Biknd Jetpack

Biknd Jetpack Luggage Review

The wheels are held tight by their hubs, and blow-up pads protect the spokes from anything on the outside.

BIKND JETPACK | Luggage Review

Traveling by air with a bike in tow is rarely an easy task.

Mountain bikes are notorious for being a headache to pack, especially if you’re paranoid about your bikes well being like any reasonable person. There are also really only two options when packing up a bike: a bike box—usually at the generosity from a local bike shop—or a bike bag. While cardboard has its time and place, keeping your bike safe from airport luggage handlers is not it.

The latest go-to bike bag at the Freehub office has been the Biknd Jetpack, a well-thought-out piece of luggage that’s been keeping our bikes safe. The bag is simple enough that it allows for easy packing, but it has some intuitive features that make for a solid carrying device.

Like any other bike bag, the Jetpack requires your frame to be sans pedals, wheels, handlebar and derailleur. This tends to be a quick breakdown for nearly any bike, but it does take a little effort for the packing to begin. The Jetpack is noticeably well constructed, and its padding in combination with design create a very secure system for your bike.

The Biknd Jetpack is a simple, yet effective way to protect your bike from luggage handlers and rogue cargo.
The butterfly-style openings let you easily pack the frame and both wheels without any stuffing involved.
The front and rear axels attach to adjustable mounts, so you don't have to worry about banging up drop outs or derailleur hangers.

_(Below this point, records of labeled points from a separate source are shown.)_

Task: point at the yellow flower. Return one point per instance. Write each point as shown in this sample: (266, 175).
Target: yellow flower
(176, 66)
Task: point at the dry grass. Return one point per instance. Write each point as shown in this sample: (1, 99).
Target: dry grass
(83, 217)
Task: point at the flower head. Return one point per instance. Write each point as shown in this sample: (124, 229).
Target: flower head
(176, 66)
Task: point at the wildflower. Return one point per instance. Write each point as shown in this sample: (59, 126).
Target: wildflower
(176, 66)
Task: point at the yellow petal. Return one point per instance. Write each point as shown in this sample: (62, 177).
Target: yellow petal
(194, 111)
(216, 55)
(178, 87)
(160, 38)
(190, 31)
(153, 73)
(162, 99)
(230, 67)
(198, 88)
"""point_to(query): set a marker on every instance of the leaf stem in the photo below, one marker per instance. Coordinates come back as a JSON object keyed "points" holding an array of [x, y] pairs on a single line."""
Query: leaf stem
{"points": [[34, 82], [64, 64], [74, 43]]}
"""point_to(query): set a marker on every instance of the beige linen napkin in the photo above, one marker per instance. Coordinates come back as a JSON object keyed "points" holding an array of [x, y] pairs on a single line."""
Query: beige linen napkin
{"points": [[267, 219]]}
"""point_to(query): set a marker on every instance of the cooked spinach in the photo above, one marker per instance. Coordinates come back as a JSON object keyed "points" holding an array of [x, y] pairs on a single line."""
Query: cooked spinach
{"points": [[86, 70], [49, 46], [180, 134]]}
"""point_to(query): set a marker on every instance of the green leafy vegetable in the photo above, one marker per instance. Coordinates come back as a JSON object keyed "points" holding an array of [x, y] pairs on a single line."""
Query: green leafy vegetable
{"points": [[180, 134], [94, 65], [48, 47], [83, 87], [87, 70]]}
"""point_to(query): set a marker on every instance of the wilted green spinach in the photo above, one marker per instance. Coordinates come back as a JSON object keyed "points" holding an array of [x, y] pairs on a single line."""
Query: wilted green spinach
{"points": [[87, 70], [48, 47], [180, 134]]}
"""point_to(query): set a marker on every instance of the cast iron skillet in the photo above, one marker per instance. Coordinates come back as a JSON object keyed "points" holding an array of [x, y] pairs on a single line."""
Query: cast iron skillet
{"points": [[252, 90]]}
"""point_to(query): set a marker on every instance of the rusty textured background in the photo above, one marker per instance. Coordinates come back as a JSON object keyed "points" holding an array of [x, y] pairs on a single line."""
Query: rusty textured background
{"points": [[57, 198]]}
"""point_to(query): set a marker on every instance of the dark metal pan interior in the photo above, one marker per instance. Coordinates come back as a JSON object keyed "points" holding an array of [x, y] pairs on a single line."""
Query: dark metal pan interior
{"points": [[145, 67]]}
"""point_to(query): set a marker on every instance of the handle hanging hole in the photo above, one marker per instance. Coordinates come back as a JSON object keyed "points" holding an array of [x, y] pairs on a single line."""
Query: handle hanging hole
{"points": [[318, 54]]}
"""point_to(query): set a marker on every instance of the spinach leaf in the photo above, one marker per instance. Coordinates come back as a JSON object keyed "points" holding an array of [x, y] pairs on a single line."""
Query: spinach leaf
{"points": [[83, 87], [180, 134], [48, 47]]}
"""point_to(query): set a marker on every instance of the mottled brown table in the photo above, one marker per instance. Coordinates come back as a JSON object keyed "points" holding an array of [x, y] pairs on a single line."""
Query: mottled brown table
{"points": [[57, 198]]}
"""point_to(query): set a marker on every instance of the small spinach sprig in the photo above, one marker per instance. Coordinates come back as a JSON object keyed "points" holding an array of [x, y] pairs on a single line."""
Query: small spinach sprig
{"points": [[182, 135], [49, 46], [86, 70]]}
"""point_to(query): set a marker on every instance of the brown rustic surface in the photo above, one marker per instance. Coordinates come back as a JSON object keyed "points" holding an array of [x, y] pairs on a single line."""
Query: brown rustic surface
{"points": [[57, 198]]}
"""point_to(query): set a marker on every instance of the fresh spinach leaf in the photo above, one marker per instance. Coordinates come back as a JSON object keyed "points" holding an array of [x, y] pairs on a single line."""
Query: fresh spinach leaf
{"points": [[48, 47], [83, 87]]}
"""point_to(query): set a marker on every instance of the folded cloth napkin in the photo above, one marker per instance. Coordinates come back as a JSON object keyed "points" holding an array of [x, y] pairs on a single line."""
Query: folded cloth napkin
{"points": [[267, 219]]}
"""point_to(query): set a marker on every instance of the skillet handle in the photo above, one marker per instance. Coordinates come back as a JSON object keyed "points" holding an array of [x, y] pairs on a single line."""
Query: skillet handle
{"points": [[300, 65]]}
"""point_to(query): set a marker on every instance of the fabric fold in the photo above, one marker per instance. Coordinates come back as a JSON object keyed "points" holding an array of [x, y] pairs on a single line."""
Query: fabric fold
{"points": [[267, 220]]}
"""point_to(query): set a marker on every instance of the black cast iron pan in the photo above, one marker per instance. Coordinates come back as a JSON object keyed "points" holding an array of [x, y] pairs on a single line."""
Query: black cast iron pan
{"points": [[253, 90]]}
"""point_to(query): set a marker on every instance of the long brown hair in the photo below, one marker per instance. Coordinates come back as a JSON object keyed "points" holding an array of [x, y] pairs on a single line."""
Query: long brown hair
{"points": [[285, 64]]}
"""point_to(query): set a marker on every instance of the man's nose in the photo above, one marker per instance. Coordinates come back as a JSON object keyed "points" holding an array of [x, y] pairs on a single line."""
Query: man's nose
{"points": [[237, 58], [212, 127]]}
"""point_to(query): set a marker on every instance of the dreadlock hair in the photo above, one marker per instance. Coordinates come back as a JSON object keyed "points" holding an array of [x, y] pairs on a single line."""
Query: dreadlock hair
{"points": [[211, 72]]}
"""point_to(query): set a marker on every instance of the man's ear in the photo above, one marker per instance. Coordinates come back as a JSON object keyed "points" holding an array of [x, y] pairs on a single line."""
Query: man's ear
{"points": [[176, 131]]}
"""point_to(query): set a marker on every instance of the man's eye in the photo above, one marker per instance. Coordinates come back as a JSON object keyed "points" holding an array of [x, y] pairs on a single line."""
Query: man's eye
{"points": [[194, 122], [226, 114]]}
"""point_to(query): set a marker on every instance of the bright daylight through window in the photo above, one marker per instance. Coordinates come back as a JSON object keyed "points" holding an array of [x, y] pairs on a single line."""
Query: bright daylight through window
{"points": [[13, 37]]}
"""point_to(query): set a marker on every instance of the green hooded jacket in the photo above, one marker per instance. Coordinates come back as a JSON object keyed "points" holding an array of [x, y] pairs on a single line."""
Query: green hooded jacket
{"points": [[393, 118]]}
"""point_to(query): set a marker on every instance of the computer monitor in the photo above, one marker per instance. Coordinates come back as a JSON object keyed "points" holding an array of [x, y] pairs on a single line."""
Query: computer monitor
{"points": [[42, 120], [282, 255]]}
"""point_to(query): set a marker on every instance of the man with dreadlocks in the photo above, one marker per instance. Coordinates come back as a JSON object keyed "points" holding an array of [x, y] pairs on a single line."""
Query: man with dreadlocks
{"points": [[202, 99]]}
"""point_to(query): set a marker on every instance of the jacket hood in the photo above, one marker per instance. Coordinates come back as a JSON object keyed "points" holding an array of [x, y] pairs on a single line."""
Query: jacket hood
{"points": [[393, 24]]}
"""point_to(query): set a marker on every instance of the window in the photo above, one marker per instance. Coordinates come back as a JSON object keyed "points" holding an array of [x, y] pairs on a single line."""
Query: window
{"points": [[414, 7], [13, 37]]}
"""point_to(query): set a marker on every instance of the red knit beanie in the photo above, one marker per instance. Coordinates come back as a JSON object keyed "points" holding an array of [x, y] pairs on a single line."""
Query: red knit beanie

The bag opens up in a butterfly-like manor, with the sides of the bag folding to the ground. Each side has a system to fasten a wheel into, which includes an inflatable pad to protect the spokes from anything that might be hitting (or worst case, smashing) against the outside of the bag. We put a pair of 27.5s in (yes, deflating is necessary), and we’d imagine that a pair of 29s should fit with a little coercing.

The front and rear axels attach to adjustable mounts that secure the frame, and can accommodate anything from road bikes to DH rigs. On full suspension bikes with a wheelbase larger than 1180mm, Biknd recommends deflating the front fork—so anyone with an XL frame, make sure to bring your shock pump along. The large frame that we put in the Jetpack seemed like a tight fit, but with dropping the seat post and a little bit of finagling, it worked well. At this point it’s worth mentioning that having two people for this process definitely made it a lot easier, but it can undoubtedly be done solo.

One thing that we noticed in packing the bike up was that the rear brake caliper was pretty snug against the end of the bag, so depending on frame geometry and brake placement, removing it might be a wise idea.

The Jetpack does not fall short on protecting the main aspects of the bike. This pad wraps around the top tube, and also keeps the handlebars from bouncing around.
This bag gomes with a set of allen wrenches and is perfect for stashing pedals, spare parts, or anything else.

The Jetpack has a few features that really show that Biknd put some thought into the bag’s functioning. A small pad comes with the bag that attaches to the side of the bag where the derailleur contacts, and a fitted pad wraps around the top tube that also secures the handlebars. The bottom end of the bars are loose within the bag, and we noticed that they were awfully close to front caliper, so a little bit of extra padding for security isn’t a bad idea. The bike bag also comes with an Allen wrench set and a small bag that’s perfect for stashing pedals and any other smaller necessities.

When fully closed up the Jetpack is a manageable size and has handles on nearly every side, so hoisting it into the car isn’t much of a problem. The Jetpack weighs in at 17.6 lbs., according to Biknd’s website, and as a majority of trail bikes these days are in the 30 lbs.-ish area, the combination of the two puts it awfully close to the 50 lbs. mark and therefore an overweight bag charge on more than a few airlines… just sayin’. Of course this all comes down individual scenarios, so just remember to weigh before you pay.

We also noticed that when the Jetpack is in tow, it wobbles. Even while towing it to the car, it was important to take it easy as its top-heaviness could easily put it on its side. Again, not an absolute flaw, but it could potentially make some high-speed, cross-airport jogs a bit more interesting.

All in all, the Jetpack comes together nicely with what ever kind of bike you have inside.
The wheel base can get wobbly at high speeds, so be careful on terminal-to-terminal jogs.

The price point—$449.95—might seem steep at first, but in consideration of all the stories out there of damaged bikes, consider it insurance. From the moment your bike is set on the conveyor to when it comes out of the carousel, its fate is out of your hands. So if you’re often on the move and globetrotting with your bike, the Biknd Jetpack is a good way to keep your beloved companion safe.